Members in the Media
From: Deseret News

How poverty depletes brain power

Deseret News:

People in poverty tend to make worse decisions than those who are not in poverty — they eat less healthy foods, have weaker relationships, and tend to be late for appointments. While it would be easy to conclude that making bad decisions is the root cause of poverty, new research is showing that poverty itself may cause poor decisions.

In a recent study published in the journal Science, researchers found that people who normally function at the same level of cognitive ability make worse decisions when money is tight. The number of decisions the poor have to make to get by exhausts a finite resource of mental power that all people have, according to Eldar Shafir, co-author of the Science study and Scarcity: Why Having Too Little Means So Much.

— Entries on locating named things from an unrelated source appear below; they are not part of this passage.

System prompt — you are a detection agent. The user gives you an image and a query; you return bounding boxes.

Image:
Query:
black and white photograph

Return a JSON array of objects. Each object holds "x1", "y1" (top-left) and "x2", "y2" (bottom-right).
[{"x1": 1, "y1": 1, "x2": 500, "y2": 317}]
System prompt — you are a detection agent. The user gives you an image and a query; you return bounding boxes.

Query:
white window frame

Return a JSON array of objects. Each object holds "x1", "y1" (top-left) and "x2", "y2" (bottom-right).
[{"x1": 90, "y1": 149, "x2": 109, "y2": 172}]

“It is well-known the poor are disadvantaged in many ways,” Shafir said. “They might look like they make worse decisions, but it doesn’t have to do with lower intelligence. For every person where lower intelligence leads to poverty, poverty causes people to act less smart.”

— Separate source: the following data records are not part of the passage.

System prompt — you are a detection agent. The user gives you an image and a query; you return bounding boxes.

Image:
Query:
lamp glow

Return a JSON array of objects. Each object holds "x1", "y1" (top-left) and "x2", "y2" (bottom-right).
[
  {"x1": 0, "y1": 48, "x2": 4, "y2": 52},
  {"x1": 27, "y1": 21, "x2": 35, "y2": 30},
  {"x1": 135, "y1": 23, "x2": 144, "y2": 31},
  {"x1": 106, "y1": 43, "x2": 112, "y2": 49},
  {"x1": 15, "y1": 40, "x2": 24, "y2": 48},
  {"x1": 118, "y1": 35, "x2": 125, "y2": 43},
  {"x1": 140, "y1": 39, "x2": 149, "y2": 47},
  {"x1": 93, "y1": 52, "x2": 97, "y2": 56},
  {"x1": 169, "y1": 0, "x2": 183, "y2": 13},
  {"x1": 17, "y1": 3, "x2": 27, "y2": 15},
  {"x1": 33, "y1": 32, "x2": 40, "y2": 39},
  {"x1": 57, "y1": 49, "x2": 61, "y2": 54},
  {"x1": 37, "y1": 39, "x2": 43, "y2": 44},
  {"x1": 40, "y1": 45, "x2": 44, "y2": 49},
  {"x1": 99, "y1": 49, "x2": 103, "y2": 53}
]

Kathleen Vohs, a professor at the Carlson School of Management at the University of Minnesota who holds a doctorate in psychological and brain sciences, said that research has shown mental capacity for decision-making and self-control are finite resources that can be depleted. That is, after being forced to use self-control, people are more likely to make intuitive, often regrettable, decisions like spending all their cash or overeating.